# Non-Negative Diagonalizable Matrices

I am working as an undergraduate on this project where I am analyzing nxn matrices that follow these two rules:

1) Only entries that on the diagonal (i.e. the entry in row 1 column 1, row 2 column 2, etc) can be negative. All other entries must be greater than or equal to 0.

2) All columns must sum to 0

In effect, this means that all the diagonals are non-positive, since they are just the additive inverse of all the rest of the entries in the column which are all non-negative.
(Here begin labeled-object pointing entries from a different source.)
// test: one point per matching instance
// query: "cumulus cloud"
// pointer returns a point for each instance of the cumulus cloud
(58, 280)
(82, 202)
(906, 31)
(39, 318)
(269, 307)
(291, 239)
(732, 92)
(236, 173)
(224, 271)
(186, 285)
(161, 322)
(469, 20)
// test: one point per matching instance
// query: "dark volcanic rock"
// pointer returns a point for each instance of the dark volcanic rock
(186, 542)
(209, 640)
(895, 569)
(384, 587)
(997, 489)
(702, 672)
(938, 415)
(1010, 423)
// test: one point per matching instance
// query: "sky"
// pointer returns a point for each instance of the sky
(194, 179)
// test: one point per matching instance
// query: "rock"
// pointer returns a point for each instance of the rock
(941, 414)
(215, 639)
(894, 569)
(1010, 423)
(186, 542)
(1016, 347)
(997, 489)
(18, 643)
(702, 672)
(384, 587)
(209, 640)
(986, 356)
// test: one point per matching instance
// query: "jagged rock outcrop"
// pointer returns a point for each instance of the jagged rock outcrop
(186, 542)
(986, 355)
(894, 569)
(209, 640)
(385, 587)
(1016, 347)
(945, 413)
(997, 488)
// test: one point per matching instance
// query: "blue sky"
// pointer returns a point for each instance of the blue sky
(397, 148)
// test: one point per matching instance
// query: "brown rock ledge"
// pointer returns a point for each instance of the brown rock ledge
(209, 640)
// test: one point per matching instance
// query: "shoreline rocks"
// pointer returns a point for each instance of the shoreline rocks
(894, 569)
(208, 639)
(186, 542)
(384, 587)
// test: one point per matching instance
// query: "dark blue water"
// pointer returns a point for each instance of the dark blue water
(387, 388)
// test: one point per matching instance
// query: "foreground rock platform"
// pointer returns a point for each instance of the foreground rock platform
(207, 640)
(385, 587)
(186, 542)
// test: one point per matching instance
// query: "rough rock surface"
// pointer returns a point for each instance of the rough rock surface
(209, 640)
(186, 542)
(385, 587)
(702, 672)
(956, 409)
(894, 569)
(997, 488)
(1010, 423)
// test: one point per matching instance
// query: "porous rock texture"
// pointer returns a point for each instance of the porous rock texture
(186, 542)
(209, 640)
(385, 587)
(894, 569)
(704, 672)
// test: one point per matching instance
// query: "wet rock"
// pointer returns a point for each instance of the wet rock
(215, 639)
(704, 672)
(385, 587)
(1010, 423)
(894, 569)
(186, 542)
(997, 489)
The interesting question has arisen: are all matrices of this form diagonalizable? I have been able to prove that every 2x2 matrix of this form is diagonalizable except the zero matrix. However, when I try to see if the pattern extends to larger matrices, things get complicated quickly.

I simply cannot find a counter-example. Does anyone knows of a counter example or any theorems/ideas for proceeding with this problem?

• The zero matrix is diagonalisable. Aug 18, 2018 at 2:54

$$A = \begin{pmatrix} 0 & 1 & 0\\ 0 & -1 & 1\\ 0 & 0 & -1 \end{pmatrix}$$ is a counterexample, since $$rk(A+I) = 2$$, so there's only a 1-dimensional space of eigenvectors for the eigenvalue $$-1$$, that has algebraic multiplicity 2.